Photoresponse of (A) Chl a, (B) spinach PSII core complexes, and (C) T. elongatus PSII core complexes adsorbed on ITO electrodes in the presence (black traces) and absence (red traces) of a C₆₀-DMePyl matrix. Stepped chronoamperometry was performed under both aerobic (air, solid traces) and anaerobic (Ar purged, dashed traces) conditions in MES electrolyte buffer solution (pH 6.5) at 25°C with chopped red light illumination (679 nm, 5 mW cm^–2). Potentials steps of 0.1 V were scanned in the anodic direction and representative photoresponses are shown. (D) Proposed mechanisms of photocathodic current generation by Chl a* in the presence of O₂, with enhanced photocathodic currents in the presence of a C₆₀-DMePyl matrix.

Figure 4. Onset potential determination of (A) spinach PSII and (B) T. elongatus PSII adsorbed on ITO electrodes.

Photoresponse plots from stepped chronoamperometry scans performed in the anodic direction. Experiments were conducted in aerobic (air, grey trace), anaerobic (argon (Ar) purged, black trace) conditions; and in the presence of the Q_B inhibitor, 3’-(3,4-dichlorophenyl)-1’1’-dimethylurea (DCMU, blue trace) and the Q_B mimic, 2,6-dichloro-1,4-benzoquinone (DCBQ, red trace). All experiments were conducted in MES electrolyte buffer solution (pH 6.5) at 25°C with light illumination (679 nm, 5 mW cm^–2), and the photoresponses were normalized such that the photocurrent density at 0.6 V is equivalent to 100%. The error bars represent the standard error of the mean (n = 3).

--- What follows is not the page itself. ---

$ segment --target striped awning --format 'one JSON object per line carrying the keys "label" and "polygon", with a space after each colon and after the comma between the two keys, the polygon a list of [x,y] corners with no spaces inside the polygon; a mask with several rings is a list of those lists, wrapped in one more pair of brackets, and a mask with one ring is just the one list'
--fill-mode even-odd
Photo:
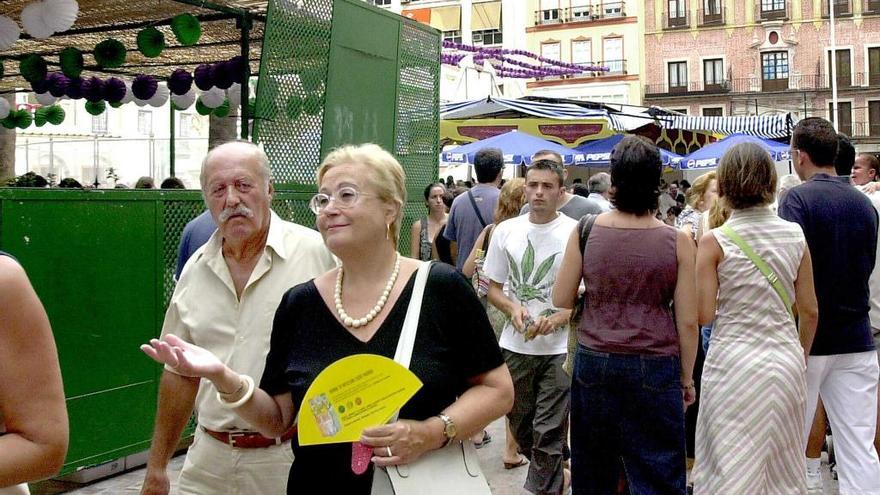
{"label": "striped awning", "polygon": [[667,129],[709,131],[718,134],[741,133],[771,139],[789,137],[793,126],[789,114],[730,117],[658,116],[657,123]]}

Figure 5. Summary of the photoanodic (blue) and photocathodic (red) charge transfer pathways within PSII and at the PSII-electrode interface.

The applied potential (E_app) range used in this study is shown. Energy levels of materials and cofactors are based on numbers reported within references.,, The P_D1/RC is also commonly referred to as the P680. Grey bars represent uncertain energy levels. The dashed arrows represent pathways and energy levels identified by this study.